PANDEGLANG, RADARBANTEN.CO.ID – Ketua DPRD Kabupaten Pandeglang Tb Agus Khatibul Umam menghadiri doa bersama masyarakat Carita untuk mendoakan keselamatan lima jurnalis dan tiga kru kapal cepat Arupadhatu 1 yang hilang kontak di perairan Selat Sunda saat menjalankan tugas peliputan aktivitas erupsi Gunung Anak Krakatau.
Lima jurnalis dan tiga kru kapal tersebut dilaporkan hilang kontak sejak Senin, 7 September 2026.
Rombongan jurnalis dan kru kapal bertolak dari Dermaga Pagedongan, Kecamatan Carita, Kabupaten Pandeglang, menggunakan kapal cepat Arupadhatu 1 pada Senin siang. Komunikasi terakhir berupa pengiriman titik lokasi (share location) sempat diterima oleh rekan sesama jurnalis di Lampung sebelum sinyal terputus total.
Lima jurnalis yang dilaporkan hilang kontak yakni M. Bagus Khoirunnas dari Antara, Ari Basuki dari Merdeka.com, Yudhis dari iNews, Daus dari Anadolu, dan Donal yang disebut sebagai jurnalis freelance.
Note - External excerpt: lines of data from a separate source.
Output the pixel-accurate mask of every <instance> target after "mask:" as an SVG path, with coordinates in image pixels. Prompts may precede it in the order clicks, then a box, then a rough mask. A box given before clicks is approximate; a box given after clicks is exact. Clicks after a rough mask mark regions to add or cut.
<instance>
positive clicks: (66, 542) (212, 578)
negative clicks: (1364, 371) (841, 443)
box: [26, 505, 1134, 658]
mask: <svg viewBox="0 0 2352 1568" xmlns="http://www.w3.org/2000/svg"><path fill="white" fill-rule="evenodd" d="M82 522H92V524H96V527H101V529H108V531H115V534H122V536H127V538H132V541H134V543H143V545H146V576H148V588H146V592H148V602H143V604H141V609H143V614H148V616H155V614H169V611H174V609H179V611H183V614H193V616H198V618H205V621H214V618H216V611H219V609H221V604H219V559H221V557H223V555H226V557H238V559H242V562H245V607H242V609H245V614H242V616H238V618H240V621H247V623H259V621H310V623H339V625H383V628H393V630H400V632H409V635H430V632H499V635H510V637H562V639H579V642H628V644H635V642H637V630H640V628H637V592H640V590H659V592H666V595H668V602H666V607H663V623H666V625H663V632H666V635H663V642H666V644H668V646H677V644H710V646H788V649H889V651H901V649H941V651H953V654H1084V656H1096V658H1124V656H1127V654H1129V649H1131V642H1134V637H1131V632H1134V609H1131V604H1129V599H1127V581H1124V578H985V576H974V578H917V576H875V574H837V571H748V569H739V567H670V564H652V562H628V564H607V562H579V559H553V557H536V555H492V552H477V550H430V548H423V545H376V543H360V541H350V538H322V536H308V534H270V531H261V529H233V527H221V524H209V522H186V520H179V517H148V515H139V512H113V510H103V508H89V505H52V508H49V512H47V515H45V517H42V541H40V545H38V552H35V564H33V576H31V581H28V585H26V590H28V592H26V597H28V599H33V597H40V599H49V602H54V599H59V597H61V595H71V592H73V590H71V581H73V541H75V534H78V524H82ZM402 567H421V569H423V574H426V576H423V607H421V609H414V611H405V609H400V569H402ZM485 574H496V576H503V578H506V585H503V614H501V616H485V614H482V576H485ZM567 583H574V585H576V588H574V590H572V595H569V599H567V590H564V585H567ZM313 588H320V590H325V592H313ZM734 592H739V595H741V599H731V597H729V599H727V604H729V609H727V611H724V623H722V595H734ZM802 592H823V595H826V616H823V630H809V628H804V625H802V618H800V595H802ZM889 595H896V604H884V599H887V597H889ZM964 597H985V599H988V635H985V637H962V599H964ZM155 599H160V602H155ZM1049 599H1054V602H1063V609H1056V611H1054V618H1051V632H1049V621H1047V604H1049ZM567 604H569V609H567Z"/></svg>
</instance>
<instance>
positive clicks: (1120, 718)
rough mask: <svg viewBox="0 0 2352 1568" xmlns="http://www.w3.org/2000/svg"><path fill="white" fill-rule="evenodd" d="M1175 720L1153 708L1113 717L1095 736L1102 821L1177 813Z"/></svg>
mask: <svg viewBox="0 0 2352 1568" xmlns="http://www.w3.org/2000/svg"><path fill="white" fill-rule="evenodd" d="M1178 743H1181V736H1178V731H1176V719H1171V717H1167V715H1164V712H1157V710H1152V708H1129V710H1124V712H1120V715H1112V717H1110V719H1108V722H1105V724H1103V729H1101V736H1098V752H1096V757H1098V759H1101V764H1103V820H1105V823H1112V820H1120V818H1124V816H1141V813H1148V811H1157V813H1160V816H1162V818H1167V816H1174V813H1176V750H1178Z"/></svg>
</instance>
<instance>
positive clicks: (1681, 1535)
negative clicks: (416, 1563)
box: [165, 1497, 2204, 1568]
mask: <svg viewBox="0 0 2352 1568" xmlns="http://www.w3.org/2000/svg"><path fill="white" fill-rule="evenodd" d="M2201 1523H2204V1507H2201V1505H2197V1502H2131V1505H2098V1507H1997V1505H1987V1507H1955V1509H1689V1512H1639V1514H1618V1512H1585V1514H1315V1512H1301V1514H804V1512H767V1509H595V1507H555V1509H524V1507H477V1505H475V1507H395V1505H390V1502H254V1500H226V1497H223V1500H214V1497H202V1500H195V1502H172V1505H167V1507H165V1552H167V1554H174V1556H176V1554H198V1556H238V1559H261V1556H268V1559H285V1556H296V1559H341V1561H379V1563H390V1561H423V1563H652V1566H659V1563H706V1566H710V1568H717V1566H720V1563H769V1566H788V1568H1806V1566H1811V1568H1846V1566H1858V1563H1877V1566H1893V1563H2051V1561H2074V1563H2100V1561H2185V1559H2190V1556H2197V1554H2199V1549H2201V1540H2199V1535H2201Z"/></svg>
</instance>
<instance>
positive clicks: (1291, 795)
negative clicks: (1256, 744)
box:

Sementara itu, tiga kru kapal terdiri dari Warta sebagai kapten kapal, Surakman sebagai ABK, dan Heriyanto sebagai pemandu atau guide.
Tim SAR gabungan bersama nelayan dan petugas Balai Taman Nasional Ujung Kulon turut melakukan pencarian. Jumlah personel Tim SAR gabungan disebut mencapai sekitar 300 orang.
Pencarian telah dilakukan sejak hari pertama dan hingga Jumat, 11 September 2026, belum membuahkan hasil. Tim SAR gabungan bersama warga dan keluarga di Carita terus melakukan pencarian sekaligus menggelar doa bersama.
Doa bersama tersebut digelar di Dermaga Marina, Desa Sukarame, Kecamatan Carita, Kabupaten Pandeglang. Acara dihadiri Ketua DPRD Kabupaten Pandeglang, Tim SAR gabungan, keluarga jurnalis dan kru kapal, serta masyarakat Carita.
Ketua DPRD Kabupaten Pandeglang Tb Agus Khatibul Umam mengatakan doa bersama tersebut digelar untuk memohon keselamatan dan kelancaran proses pencarian.
“Memohon keselamatan serta kelancaran proses pencarian terhadap lima jurnalis dan tiga kru kapal cepat (speedboat) Arupadhatu 1 yang dilaporkan hilang kontak di perairan Selat Sunda sejak Senin, 7 September 2026,” katanya, Jumat, 11 September 2026.
Hingga saat ini, Tim SAR gabungan yang terdiri dari Basarnas, TNI AL, Kepolisian, BPBD, dan relawan masih memperluas area pencarian di sekitar Selat Sunda.
Tantangan utama di lapangan meliputi gelombang tinggi serta kondisi cuaca yang dinamis.
“Kita semua berharap dan mendoakan agar seluruh korban dapat segera ditemukan dalam keadaan selamat,” katanya.